Scoville Fellow, Foreign Policy, Center for 21st Century Security and Intelligence, Arms Control and Non-Proliferation Initiative
February 27, 2014 3:33pm
March 1 marks the 60th anniversary of Castle Bravo, the largest thermonuclear device ever detonated by the United States. The test was part of a larger operation for testing high-yield nuclear devices, known as Operation Castle, conducted by the U.S. Atomic Energy Commission and Department of Defense. The operation took place at Bikini Atoll, part of the Marshall Islands, used by the U.S. military beginning in 1946 for nuclear weapons testing research. While the test advanced thermonuclear weapons design, miscalculations about the yield resulted in the largest U.S. nuclear contamination accident.
The United States tested its first thermonuclear device, known as Ivy Mike, two years earlier in 1952, also in the Marshall Islands. In the wake of the Ivy Mike test, U.S. scientists rushed to create a set of deliverable thermonuclear designs.

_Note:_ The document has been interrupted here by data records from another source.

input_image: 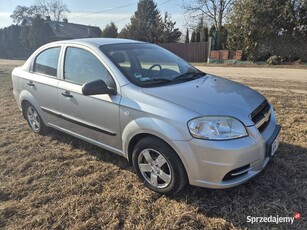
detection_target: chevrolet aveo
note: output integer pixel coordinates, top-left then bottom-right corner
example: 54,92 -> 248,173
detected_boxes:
12,38 -> 280,194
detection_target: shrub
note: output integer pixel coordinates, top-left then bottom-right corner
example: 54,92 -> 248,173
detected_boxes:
266,55 -> 282,65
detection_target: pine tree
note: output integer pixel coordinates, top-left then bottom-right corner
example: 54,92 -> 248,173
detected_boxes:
184,29 -> 190,43
102,22 -> 118,38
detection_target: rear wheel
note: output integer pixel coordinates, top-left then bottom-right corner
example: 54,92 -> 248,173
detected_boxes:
24,103 -> 47,134
132,137 -> 187,195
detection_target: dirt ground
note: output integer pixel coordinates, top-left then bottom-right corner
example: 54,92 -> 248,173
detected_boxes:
0,60 -> 307,229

Whereas Ivy Mike was a “wet” thermonuclear device (meaning that the hydrogen isotope used in the device was liquid), Castle Bravo was a “dry” device, which greatly reduced its weight and size. Castle Bravo was the first deliverable thermonuclear device, and the test aimed to pave the way for the creation of more effective weapons, including weapons that could be deliverable by aircraft.
The designers of Castle Bravo seriously miscalculated the yield of the device, resulting in critical radiation contamination. They predicted that the yield of the device would be roughly five to six megatons (a megaton is the equivalent of one million tons of TNT). Scientists were shocked when Castle Bravo produced an astounding 15 megaton yield, making it 1,000 times as powerful as the U.S. nuclear weapons used on Hiroshima and Nagasaki in 1945. The miscalculation occurred because scientists did not realize that the “dry” source of fusion fuel, lithium deuteride with 40 percent content of lithium-6 isotope, would contribute so greatly to the overall yield of the detonation.
The Castle Bravo device weighed approximately 23,500 pounds. The mushroom cloud formed after the detonation grew to nearly four-and-a-half miles wide and reached a height of 130,000 feet six minutes after the detonation. The crater left behind has a diameter of 6,510 feet and a depth of 250 feet. Despite its immense power, the Castle Bravo test is only the fifth largest test in history. With a yield of 50 megatons, the Tsar Bomba, tested by the Soviet Union in October 1961, holds the record for the largest nuclear test.
The test resulted in nuclear fallout that rained down on inhabitants of the atolls near the site of detonation and serviceman working on Operation Castle. Critical fallout occurred in the Rongelap, Rongerik, Alinginea and Utirik atolls in the Marshall Islands. Evacuations organized by the United States were too slow to limit the lethal doses of radiation and, in many cases, inhabitants did not know about the nuclear test or the consequences of nuclear fallout. In one tragic example, around five hours after Castle Bravo detonated, radioactive powder began to fall on Rongelap Atoll. Believing that this powder was snow, many inhabitants played in and ate the powder.
For years later, inhabitants of the island experienced numerous health problems, including birth defects. An estimated 665 inhabitants of the Marshall Islands were overexposed to radiation. Beyond the atolls, traces of radioactive material were discovered in Australia, India, Japan, the United States and Europe. Nuclear fallout spread over roughly 7,000 square miles.
An hour and a half after the detonation, nuclear fallout reached a Japanese fishing vessel, the “Lucky Dragon No. 5,” which was around 80 miles east of the test site. Ultimately, one of the 23 crew members died of acute radiation poisoning, while many others faced serious health effects. After U.S. nuclear weapons use in Japan only nine years earlier, the Castle Bravo test caused an international dispute between the two countries and drew negative attention to atmospheric thermonuclear testing. Several weeks after the test, former Indian Prime Minister Jawaharlal Nehru called for a “standstill agreement” on nuclear tests, marking one of the earliest efforts to halt nuclear weapons testing.
The mistakes of the Castle Bravo test did not end thermonuclear testing by the United States or other countries. Operation Castle continued with a further series of nuclear tests on the Marshall Islands after the Castle Bravo test. Overall, between 1946 and 1958, the United States conducted 67 nuclear weapons tests in the Pacific Ocean.
Largely due to concern about fallout generated by above-ground tests such as Castle Bravo, the Limited Test Ban Treaty was signed in 1963, which required that all tests be conducted underground. In total, the United States has conducted 1,030 nuclear tests, mostly underground. However, since 1992, the United States has followed a self-imposed testing moratorium and relies instead on advanced simulations to ensure the reliability of its stockpile. The United States has signed—but the Senate has not yet consented to ratification of—the Comprehensive Test Ban Treaty, which would prohibit all nuclear tests.